Runic abbreviations, logographs, runica manuscripta, Old English poetry, scribal practice, riddles, Bede
Runic abbreviations appear sporadically in a number of Old English manuscripts, including three of the four major poetic codices. A convincing rational for the apparently erratic deployment of these unusual abbreviations has yet to be proposed.

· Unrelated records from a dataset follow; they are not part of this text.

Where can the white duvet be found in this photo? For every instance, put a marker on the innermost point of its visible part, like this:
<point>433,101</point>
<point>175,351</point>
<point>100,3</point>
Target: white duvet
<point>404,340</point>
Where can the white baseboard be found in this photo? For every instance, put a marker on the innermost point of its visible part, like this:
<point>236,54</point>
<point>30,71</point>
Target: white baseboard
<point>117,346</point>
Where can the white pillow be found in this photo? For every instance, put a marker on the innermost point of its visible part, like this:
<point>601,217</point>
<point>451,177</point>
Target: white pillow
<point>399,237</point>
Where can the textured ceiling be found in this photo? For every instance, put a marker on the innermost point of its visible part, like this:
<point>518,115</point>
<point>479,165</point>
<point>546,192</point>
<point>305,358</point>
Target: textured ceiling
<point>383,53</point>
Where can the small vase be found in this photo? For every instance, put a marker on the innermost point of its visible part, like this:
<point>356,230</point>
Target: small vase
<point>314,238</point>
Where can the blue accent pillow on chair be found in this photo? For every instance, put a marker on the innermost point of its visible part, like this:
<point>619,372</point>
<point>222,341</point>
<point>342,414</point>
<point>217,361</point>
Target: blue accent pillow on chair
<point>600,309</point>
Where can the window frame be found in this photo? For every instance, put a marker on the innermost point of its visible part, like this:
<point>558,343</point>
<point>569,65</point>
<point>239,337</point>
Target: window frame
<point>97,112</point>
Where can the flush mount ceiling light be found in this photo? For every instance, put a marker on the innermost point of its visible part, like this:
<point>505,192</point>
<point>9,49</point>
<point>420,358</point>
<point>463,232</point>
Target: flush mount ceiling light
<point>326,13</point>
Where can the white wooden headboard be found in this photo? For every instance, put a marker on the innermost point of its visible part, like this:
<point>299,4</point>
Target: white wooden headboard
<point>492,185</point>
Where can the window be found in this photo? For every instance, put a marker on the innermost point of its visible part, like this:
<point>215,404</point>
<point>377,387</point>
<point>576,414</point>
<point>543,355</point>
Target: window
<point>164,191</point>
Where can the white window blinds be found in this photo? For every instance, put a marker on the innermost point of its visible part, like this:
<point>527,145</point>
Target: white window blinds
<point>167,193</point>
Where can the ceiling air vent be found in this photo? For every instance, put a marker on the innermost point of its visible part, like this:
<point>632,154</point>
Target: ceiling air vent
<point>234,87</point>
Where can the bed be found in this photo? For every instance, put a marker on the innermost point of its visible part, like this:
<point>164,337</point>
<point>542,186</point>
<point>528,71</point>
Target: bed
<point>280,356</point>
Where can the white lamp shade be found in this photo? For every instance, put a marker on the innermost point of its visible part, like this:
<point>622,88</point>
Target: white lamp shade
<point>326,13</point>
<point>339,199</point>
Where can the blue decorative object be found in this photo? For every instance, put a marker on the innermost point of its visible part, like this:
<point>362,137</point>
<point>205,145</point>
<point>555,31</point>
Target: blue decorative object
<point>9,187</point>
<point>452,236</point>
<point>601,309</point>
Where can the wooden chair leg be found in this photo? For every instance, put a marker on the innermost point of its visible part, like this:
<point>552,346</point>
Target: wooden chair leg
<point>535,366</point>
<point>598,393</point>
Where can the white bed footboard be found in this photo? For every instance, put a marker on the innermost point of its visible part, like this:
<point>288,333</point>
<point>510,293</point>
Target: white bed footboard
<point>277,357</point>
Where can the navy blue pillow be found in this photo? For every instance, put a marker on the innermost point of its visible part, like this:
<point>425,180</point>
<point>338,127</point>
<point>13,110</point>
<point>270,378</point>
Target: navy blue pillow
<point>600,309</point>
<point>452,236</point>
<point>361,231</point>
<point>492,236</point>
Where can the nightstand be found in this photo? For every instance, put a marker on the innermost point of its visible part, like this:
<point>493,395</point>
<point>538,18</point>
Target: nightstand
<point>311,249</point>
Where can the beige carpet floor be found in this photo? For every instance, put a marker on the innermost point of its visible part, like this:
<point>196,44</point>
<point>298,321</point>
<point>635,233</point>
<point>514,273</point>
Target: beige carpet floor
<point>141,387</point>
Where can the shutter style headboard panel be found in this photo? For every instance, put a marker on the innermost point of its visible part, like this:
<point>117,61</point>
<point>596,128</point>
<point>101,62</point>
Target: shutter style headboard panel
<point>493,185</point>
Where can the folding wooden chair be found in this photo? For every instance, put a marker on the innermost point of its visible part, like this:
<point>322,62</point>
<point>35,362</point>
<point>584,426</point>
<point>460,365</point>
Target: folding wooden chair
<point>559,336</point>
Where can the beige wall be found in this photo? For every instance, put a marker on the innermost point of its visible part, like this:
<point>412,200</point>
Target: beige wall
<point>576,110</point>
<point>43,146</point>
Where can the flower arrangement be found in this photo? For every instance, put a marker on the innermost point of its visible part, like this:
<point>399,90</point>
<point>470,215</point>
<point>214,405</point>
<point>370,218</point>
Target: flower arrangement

In this article I identify the immediate literary context as an important factor influencing the distribution of Anglo-Saxon runic abbreviations, noting in particular that the runic brevigraphs often appear in passages which deal with unlocking. To illuminate this association, I turn to Bede's story of the prisoner Imma, whose chains become unlocked each time he is bound. His credulous captors believe this miracle to be the work of litteras solutorias, or 'releasing letters', the Old English translation of Bede's work referring explicitly to the alysendlic, or 'unlocking', rune. This episode may help to explain why runes appear in a riddle about a lock and key, in the context of Elene's prayer to open a hoard, and in a passage in which Saturn asks how he may unlock the doors of heaven. If such an association indeed exists, it has implications for our understanding of the perception of the runic script in late-Anglo-Saxon England, and it also suggests that the rationale for the use of runes in the Exeter Book riddles may be connected with revealing rather than concealing information.